Chrissie graduated as valedictorian of UMass nursing school and went on to become a nurse practitioner. She moved to Manhattan and is engaged to a man who could be an underwear model but chooses to work as a civil engineer instead. She is by far my most successful friend, and one of my happiest, too.

Chrissie’s life was much more traumatic my little brother’s. Don’t get me wrong, sometimes I knew it got to her. The day she graduated, I found her crying in the fetal position in the backseat of her car. The seemingly endless string of boys she took home until she met her fiancé had to be filling of some kind of void but Chrissie moved on. After all that, she persevered.  

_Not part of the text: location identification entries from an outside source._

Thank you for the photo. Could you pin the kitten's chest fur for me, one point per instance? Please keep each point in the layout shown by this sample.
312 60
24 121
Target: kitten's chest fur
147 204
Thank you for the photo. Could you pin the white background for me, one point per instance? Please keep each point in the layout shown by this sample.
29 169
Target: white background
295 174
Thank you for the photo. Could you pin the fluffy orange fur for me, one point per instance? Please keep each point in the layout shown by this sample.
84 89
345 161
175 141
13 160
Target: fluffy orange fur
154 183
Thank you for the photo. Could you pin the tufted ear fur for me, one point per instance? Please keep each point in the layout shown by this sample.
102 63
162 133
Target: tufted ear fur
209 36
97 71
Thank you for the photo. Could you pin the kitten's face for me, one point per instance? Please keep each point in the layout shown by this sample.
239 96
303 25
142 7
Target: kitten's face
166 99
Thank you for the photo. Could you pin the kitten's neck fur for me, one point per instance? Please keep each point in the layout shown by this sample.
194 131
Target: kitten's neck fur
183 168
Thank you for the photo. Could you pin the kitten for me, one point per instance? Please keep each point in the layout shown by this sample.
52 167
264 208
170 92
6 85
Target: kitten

Adam had time to prepare for mom’s death. We all had the luxury for which Chrissie spent years longing, a chance to say goodbye.  For years, I was so angry Adam—and sometimes I still am. It didn’t make sense that our mother’s losing her battle with cancer could be the beginning of his end while Chrissie did so well. She had better reason to be mad at the world.   

Now, I understand something that makes me angry with myself. When Adam lost mom, he lost the only person who recognized that he felt differently than most… the only person who saw that he was ill. He hid it from the rest of flawlessly and he wanted to be discovered.

She took out her phone told Chrissie Tuesday worked, and added an uncharacteristic “I’m so excited to see you!! XXOO” to her text.  She was always glad to get together with Chrissie, but today she felt like Chrissie just might need to know it.  Maybe, she thought, there is a tiny piece of every kid who had to grow up to fast—happy or not, that wants to be discovered.

My family went to several doctors in the wake of what my father will probably always refer to as “that day”; we wanted to understand Adam. The problem was, Adam didn’t fit into any boxes. He was “overly cautious” but not quite paranoid. He had signs of mania, but they would not call him manic.  He lied a lot but they weren’t sure if it was pathological or deliberate. He had psychotic episodes—“moments when he lost with touch with reality” but seemed “generally aware of his surroundings of his actions.” According to the shrinks, Adam had a personality disorder, NDS: Not Otherwise Diagnosed. How the hell were we supposed to handle to understand that? It’s not shocking that Adam couldn’t understand himself.